Go: Yes, so right before starting out there I was CEO of turnaround business between Hoshino Resort and a private equity fund and that was about almost ten years ago. I had this business plan regarding education and I proposed this to Mr. Hoshino, to the joint venture with me and Mr. Hoshino agreed to do this business with me. But after I did this feasability study, I find that this business won't make money. When I told that to Mr. Hoshino, he told me that, he said that the thing I am lacking here is management experience and he offered this position to manage a new business that they are studying in Hoshino Resort and that was the ski resort turn around business

Tim: You went into the path of your career strictly to learn how to manage people or learn how to manage companies?

Go: Learn how to manage company, learn how to do marketing and make money, and yeah manage the team.

Tim: It’s always interesting to when I talk to people who used to work at Oracle, Mitsubishi who are now running companies about how little they have learned applies to start-ups, but coming from a mid-sized company and one where you are expected to turn things around. Was you experience the same? Did you find that what you have learned there apply to start-ups or did you have to learn everything all over again once you started your company?

Go: Similar I think between turnaround business and start-up business is that both are in chaotic situation of strong leadership and strong will of their management is the key. What I learn in that situation from Mr. Hoshino can be applied to a lot to what I’m doing right now. So, yeah start-up is a, I would call it a series of pivots. Every single time of pivoting, you need to lead your team members with strong will with strong will.

Tim: So was the Ed Tech start-up you had in your mind this whole time you were doing the turnaround business?

Go: The basic concept is very similar.

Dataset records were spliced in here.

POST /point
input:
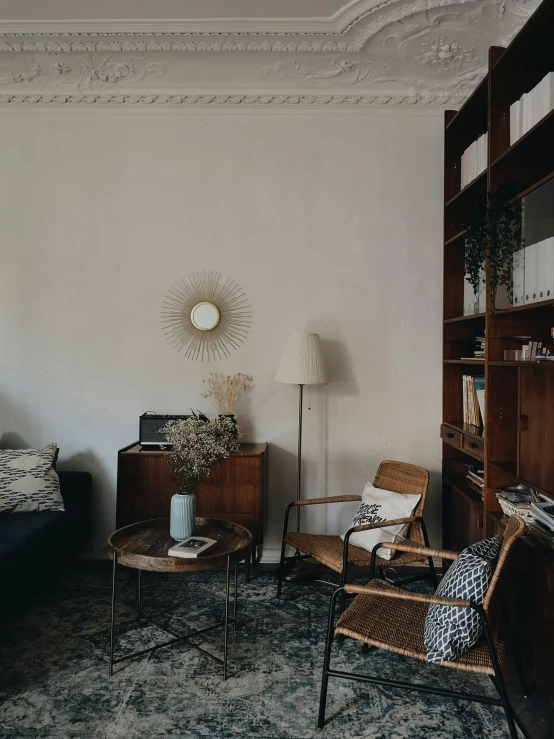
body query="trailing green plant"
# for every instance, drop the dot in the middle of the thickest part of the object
(506, 237)
(493, 234)
(476, 244)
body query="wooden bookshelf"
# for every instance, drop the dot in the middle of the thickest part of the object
(516, 444)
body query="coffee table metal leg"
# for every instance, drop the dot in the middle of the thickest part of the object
(226, 634)
(139, 608)
(235, 596)
(113, 613)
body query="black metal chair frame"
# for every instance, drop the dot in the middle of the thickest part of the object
(344, 577)
(498, 680)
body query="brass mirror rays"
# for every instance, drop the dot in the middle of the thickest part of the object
(195, 294)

We call it ‘adaptive learning’. A lot of people use this term for adapting the contents and the way they learn, to study. Our product is based on that concept and I always had that concept in my mind even before joining management consulting.

Tim: Okay, so what was the final trigger that made you decide to take the plunge and to start the company?

Go: There were two triggers: one is that my very good friend from business school decided to join me he had a very good experience in start-ups, he decided to join me. Another trigger is very interesting so when I was working in a ski resort, and I was skiing outside of the course with my team members, I had an incident with a tree. I bumped into a tree and I broke my three of m rib bones and two of them stick into my lung and the lungs was exploded

Tim: Wow. That’s pretty serious.

Go: Yeah, that was pretty serious actually. So I couldn’t move and all my team members went down to the course. I was along in a ski resort outside of the course, injured. I thought I was going to die and luckily someone in my team found out that I was lost and I came back and called the rescue team and I luckily I got rescued and sent to a hospital. During that time waiting for my team, waiting for rescue if I can live through it and get back to Tokyo, I have to restart my career as entrepreneur and education.

Tim: I can see an experience like that and being in the hospital just makes you stop and think about a lot of things in your life but what exactly about that experience made you change? What was it?

Go: When I though I was going to die, I didn’t want to die before finishing what I was going to do, what I wanted to do and what I wanted do when I started my career as a management in the turnaround business, is provide a new education service to the world.